ヒトラー閣下は素晴らしい人物だよ → ヒトラー閣下についていってはダメなのでは? → うおおお、ヒトラー暗殺じゃあああ → いや、やっぱり素晴らしい人だ → やっぱダメだ!タマとったらあああとヒトラーに対する思いがいったりきたりしつつ、ヒトラー暗殺グループの一員になり、ヒトラー暗殺を目指すゲームです。

プレイヤーはヒトラー暗殺を試みるひとりとなり、全員が協力してヒトラー暗殺を成功させれば勝利となる協力ゲームです。

プレイヤーの手番は以下の流れで行います。

1.ナチス幹部の場所チェック

 マップ上でプレイヤーと同じ場所にナチスの幹部たち(ヒトラー、ヘス、ゲッペルスなど)のコマがないかを確認します。もし幹部コマがあるなら、幹部ごとに決まったペナルティを手番プレイヤーが受けます(ヒトラーならやる気減少、ゲッペルスなら特殊能力使用不可など)。

複数の幹部コマがある場合、その全てのペナルティを受けます。

2.アクション実施

 いくつかの選択肢から3アクションを実施します。一部を除いて、同手番に同アクションを実施可能です。選択肢には、

・アイテム獲得:今いる場所に落ちているアイテムを獲得する

・共謀者カード獲得:共謀者カードデッキから共謀者カードを1枚獲得します。

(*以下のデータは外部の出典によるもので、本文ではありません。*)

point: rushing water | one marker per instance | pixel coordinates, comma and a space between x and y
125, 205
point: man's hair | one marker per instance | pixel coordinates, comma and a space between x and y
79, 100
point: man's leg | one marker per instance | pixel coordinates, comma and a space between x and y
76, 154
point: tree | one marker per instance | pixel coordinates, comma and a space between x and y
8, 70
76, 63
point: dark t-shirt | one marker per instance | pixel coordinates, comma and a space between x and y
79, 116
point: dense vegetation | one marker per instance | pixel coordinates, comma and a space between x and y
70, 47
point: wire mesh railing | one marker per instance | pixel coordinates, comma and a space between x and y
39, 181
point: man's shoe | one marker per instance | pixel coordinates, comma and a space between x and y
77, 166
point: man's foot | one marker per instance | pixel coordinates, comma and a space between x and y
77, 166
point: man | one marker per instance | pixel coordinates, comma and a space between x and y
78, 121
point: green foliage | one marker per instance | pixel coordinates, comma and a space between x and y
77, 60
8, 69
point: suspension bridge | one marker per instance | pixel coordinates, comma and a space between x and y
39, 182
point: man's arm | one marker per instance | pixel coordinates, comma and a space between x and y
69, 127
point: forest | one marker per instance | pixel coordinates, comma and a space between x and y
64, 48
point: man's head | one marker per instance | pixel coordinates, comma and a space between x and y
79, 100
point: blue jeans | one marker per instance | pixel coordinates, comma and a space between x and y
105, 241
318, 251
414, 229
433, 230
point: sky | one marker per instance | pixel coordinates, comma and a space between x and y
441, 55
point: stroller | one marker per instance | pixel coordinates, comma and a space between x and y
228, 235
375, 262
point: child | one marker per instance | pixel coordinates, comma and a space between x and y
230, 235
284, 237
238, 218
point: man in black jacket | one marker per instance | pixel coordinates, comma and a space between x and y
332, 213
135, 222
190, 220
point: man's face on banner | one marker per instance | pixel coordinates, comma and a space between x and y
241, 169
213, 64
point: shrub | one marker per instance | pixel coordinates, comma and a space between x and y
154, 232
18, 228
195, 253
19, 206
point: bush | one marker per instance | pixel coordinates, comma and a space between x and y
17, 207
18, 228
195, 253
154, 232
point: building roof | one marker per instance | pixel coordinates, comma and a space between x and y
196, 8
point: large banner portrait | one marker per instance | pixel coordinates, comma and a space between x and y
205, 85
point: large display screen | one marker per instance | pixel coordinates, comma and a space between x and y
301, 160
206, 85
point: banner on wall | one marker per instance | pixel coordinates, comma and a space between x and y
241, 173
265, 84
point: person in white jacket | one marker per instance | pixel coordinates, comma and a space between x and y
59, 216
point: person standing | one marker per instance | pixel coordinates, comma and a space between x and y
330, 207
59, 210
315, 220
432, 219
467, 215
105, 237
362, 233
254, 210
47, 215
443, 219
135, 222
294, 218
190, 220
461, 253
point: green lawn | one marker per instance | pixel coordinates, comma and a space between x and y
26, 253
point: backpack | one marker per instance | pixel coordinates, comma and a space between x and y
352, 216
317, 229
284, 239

共謀者カードには弱い効果を持った合法カード、強い効果を持った非合法カード、条件を満たすことで暗殺が実行できるようになる暗殺計画カードがあります。

・移動:隣接するスペースに移動します。ゲームが進むに従って移動可能範囲は変化します(開戦前のゲーム序盤はドイツ国内のみ、戦線が進むに従って東西に移動可能範囲が増えていきますが、終盤はドイツが劣勢になるため逆に移動可能範囲が狭くなっていきます)。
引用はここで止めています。